HCWs: Healthcare workers; ProQOL: Professional quality of life;CHQ: Chinese health questionnaires; SD: standard deviation; SEM: Structural equation modelling; TLI: Tucker–Lewis index; CFI: comparative fit index; RMSEA: root mean square error of approximation

Declarations

Acknowledgements

We thank the cooperation of healthcare workers in medical aid team coming for Hubei province from across the country in data collection and their devotions for people.
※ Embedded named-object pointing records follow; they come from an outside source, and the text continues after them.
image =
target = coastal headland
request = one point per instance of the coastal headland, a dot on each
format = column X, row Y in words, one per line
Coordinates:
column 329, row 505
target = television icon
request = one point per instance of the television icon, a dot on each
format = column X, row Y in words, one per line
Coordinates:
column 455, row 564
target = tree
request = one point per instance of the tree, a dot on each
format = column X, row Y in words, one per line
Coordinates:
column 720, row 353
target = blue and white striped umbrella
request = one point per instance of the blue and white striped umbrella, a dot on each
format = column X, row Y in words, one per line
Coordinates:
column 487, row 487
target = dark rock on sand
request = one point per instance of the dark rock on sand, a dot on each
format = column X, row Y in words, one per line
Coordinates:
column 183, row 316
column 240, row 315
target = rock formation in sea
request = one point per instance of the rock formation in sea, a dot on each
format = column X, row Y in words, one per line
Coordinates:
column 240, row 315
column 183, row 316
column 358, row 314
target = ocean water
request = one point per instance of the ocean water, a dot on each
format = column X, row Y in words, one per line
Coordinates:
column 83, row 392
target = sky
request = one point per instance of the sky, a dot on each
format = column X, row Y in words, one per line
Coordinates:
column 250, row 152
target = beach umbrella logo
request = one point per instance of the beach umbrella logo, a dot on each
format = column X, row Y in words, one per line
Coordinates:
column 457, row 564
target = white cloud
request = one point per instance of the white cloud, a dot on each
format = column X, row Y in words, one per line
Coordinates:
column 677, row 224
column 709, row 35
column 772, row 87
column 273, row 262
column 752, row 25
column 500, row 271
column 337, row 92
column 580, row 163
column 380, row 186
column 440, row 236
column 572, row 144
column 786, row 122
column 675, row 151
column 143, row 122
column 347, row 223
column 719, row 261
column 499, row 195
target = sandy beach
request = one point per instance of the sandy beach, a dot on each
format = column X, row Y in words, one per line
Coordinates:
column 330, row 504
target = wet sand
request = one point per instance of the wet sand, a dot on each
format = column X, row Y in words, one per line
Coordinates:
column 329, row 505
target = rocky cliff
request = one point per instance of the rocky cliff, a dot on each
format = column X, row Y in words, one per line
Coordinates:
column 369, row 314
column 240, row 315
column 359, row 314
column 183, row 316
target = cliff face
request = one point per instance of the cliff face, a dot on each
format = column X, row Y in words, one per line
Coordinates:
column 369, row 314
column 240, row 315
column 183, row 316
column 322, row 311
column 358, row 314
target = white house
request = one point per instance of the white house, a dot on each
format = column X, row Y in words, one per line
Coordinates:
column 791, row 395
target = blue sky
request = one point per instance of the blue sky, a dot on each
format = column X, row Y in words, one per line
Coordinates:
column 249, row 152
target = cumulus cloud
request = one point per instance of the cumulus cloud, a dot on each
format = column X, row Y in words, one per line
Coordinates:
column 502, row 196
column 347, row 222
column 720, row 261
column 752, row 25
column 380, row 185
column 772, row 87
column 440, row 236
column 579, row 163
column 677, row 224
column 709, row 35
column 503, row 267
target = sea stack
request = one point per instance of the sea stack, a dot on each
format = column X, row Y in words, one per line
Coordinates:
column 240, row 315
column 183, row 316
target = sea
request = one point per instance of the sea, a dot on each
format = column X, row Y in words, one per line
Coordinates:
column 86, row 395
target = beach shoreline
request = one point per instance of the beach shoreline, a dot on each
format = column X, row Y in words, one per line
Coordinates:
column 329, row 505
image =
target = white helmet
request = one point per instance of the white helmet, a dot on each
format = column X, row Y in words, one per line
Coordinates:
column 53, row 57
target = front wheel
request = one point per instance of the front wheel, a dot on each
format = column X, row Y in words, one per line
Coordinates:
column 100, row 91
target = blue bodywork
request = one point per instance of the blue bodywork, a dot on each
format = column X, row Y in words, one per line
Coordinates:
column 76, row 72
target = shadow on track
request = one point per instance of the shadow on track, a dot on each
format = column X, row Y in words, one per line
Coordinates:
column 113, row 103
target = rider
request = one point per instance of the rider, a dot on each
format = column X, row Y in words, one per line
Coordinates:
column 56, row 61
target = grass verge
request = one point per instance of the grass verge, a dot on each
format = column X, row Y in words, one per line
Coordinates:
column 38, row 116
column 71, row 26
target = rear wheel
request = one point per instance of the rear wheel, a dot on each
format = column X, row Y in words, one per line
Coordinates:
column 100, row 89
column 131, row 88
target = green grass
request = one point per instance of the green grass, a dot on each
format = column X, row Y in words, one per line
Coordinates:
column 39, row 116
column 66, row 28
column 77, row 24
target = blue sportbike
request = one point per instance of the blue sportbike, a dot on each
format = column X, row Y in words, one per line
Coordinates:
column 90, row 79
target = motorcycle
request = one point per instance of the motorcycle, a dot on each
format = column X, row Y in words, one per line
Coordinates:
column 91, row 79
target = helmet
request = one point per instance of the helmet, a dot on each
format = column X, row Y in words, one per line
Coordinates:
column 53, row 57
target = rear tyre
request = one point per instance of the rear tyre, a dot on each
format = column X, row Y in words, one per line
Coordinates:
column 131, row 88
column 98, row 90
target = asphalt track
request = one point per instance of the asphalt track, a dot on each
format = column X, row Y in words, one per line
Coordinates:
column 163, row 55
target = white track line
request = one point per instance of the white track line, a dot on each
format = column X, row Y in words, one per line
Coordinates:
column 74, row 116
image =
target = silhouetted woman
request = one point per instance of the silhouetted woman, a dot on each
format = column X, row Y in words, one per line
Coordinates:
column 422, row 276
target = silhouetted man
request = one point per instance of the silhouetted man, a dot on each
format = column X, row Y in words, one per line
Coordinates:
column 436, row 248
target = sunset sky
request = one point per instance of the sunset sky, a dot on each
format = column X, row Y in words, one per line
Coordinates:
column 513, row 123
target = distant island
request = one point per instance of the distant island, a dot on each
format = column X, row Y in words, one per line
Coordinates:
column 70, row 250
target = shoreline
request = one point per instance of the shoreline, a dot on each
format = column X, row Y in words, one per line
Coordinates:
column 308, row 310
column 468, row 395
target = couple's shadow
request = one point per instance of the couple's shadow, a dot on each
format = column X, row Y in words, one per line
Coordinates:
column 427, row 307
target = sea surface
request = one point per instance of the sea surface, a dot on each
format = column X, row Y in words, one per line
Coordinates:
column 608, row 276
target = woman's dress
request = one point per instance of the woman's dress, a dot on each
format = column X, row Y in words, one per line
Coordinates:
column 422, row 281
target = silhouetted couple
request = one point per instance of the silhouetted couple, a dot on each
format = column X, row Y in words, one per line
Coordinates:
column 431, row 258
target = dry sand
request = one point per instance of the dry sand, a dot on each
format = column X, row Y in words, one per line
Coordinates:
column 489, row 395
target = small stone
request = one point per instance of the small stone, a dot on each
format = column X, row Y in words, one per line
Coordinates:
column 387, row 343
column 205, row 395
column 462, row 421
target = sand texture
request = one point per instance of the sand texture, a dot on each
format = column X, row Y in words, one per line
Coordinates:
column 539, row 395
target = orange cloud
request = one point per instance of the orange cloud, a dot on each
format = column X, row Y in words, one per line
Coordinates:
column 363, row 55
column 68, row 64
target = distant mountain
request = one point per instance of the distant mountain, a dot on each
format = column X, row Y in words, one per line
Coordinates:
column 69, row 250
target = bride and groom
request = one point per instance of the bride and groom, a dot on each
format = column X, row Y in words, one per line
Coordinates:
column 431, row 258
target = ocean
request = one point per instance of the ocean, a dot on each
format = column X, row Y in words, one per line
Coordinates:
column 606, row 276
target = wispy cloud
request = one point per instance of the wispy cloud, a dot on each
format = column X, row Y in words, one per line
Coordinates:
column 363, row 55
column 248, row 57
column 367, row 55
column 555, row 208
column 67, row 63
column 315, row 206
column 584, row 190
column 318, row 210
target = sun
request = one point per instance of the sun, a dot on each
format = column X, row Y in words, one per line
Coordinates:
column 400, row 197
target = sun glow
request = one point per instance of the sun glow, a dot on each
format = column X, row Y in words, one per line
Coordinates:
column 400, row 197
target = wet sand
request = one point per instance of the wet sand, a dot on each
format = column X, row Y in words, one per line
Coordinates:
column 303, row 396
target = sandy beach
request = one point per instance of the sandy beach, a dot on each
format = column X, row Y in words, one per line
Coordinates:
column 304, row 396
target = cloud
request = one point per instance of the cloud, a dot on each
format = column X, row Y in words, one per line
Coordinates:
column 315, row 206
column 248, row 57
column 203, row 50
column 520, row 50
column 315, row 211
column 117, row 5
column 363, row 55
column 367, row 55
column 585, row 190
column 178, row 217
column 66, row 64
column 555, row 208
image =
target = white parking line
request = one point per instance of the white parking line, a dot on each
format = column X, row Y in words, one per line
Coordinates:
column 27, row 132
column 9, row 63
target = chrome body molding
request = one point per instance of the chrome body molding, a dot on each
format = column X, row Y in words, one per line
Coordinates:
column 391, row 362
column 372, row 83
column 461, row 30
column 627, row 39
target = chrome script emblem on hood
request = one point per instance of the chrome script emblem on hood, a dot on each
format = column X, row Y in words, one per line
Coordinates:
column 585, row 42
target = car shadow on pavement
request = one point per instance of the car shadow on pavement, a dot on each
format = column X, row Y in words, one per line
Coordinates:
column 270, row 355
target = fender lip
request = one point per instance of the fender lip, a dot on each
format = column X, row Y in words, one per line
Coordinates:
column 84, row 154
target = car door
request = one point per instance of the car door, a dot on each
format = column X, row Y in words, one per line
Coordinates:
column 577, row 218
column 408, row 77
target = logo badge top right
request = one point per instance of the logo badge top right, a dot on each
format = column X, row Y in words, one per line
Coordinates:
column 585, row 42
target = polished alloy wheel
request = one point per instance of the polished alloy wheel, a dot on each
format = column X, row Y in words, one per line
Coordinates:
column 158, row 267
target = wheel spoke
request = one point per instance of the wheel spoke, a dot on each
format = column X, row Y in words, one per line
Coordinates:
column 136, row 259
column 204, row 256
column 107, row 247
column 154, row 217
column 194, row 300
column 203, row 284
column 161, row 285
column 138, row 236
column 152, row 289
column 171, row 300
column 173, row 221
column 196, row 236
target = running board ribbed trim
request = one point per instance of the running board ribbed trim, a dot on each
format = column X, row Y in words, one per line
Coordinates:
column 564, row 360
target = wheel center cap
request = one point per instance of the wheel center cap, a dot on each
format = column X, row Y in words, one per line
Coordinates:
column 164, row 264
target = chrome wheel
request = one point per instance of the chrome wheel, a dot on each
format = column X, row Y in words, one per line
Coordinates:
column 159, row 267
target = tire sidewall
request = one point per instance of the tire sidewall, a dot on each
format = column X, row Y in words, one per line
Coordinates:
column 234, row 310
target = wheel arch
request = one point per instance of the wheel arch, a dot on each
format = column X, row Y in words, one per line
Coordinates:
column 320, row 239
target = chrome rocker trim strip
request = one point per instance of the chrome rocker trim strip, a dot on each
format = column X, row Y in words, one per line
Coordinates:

We also thank the hard work from healthcare worker of Tongji hospital in data collection.

Consent for publications

Not applicable.

Authors’ contributions

Qian Zhou and Xinping Zhang are responsible for conceptualization and manuscript drafting. Qian Zhou collected the data and performed the statistical analysis.

Funding

This study was supported by the National Natural Science Foundation of China [grant numbers.71974062]. The funding source had no involvement in design, collection, analysis and interpretation of data.

Availability of data and materials

The datasets used and/or analysed during the current study are available from the corresponding author on reasonable request.

Competing interests

The authors declare that they have no competing interests.

Ethics approval and consent to participate

The study was approved by Ethics Committee of Tongji Medical College, Huazhong University of Science and Technology. All participants were enrolled in the investigation using the principles of informed consent and confidentiality.